HyperTune (Prototype)

HyperTune

HyperTune is an prototype feature to perform hyperparameter/execution configuration searching. The searching is used in various areas such as optimization of hyperparameters of deep learning models. The searching is extremely useful in real situations when the number of hyperparameters, including configuration of script execution, and their search spaces are huge that manually tuning these hyperparameters/configuration is impractical and time consuming. Hypertune automates this process of execution configuration searching for the launcher and Intel® Extension for PyTorch*.

Usage of Hypertune

python -m intel_extension_for_pytorch.cpu.hypertune --conf-file <your_conf_file> <your_python_script> [args]

There are two things to provide Hypertune (1) <your_conf_file> .yaml file to define the hyperparameters and their search spaces (2) <your_python_script> as an optimization function.

your_conf_file

The .yaml file is used to define configuration of Hypertune. There are two main information needed: (1) hyperparameters to tune and their search spaces (2) tuning strategy. See comments below together with a sample .yaml file.

tuning:                                                        # optional.
  strategy: grid                                               # optional. The tuning strategy. Default is grid.

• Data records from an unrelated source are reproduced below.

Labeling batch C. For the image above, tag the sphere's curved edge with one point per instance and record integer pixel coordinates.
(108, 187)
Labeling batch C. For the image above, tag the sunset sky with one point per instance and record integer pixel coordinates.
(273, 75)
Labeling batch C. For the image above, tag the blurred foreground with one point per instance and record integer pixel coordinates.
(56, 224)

Must be one of {grid, random}.
  max_trials: 100                                              # optional. Allowed number of trials. Default is 100. If given time, set max_trials to product of length of all search spaces to try all possible combinations of hyperparameters.

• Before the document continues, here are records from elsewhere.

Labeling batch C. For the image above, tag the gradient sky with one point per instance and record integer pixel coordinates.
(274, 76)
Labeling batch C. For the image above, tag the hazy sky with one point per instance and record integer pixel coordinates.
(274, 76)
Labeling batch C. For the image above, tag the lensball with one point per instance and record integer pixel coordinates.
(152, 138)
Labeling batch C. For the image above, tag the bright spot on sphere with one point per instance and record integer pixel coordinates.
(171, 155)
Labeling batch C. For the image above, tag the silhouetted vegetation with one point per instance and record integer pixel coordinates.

output_dir: /path/to/saving/directory                          # optional. Directory to which the tuning history will be saved in record.csv file. Default is current working directory.

hyperparams:                                                   # mandatory.
  launcher:                                                    # optional.
    hp: ['ncores_per_instance', 'ninstances']                  # mandatory. Mandatory if hyperparams.launcher is specified. Specify the launcher hyperparameters to tune.
    ncores_per_instance: all_physical_cores                    # optional.  Search space of ncores_per_instance if chosen to tune. If not defined, default search space of ncore_per_instance is used.
    ninstances:  [1]                                           # optional.  Search space of ninstances if chosen to tune. If not defined, default search space of ninstances is used.

Hyperparameters

Launcher Hyperparameters

Currently hypertune tunes for the following launcher hyperparameters:

hyperparameter default value default search space search space format
ncores_per_instance -1 all_logical_cores str or list of int. str must be one of {'all_logical_cores', 'all_physical_cores'}
ninstances -1 all_logical_cores str or list of int. str must be one of {'all_logical_cores', 'all_physical_cores'}
use_all_nodes True [True, False] if num_nodes > 1 else [True] list of bool
use_logical_cores False [True, False] if is_hyperthreading_enabled else [False] list of bool
disable_numactl False [True, False] list of bool
disable_iomp False [True, False] list of bool
malloc tc ['tc', 'je', 'pt'] list of str. str must be in {'tc', 'je', 'pt'}

Defining hyperparameters and their search spaces

1. Defining hyperparameters to tune:

List the hyperparameters to tune in hp. For example, to tune all launcher hyperparameters:

hyperparams:
  launcher:
    hp: ['ncores_per_instance', 'ninstances', 'use_all_nodes', 'use_logical_cores', 'disable_numactl', 'disable_iomp', 'malloc']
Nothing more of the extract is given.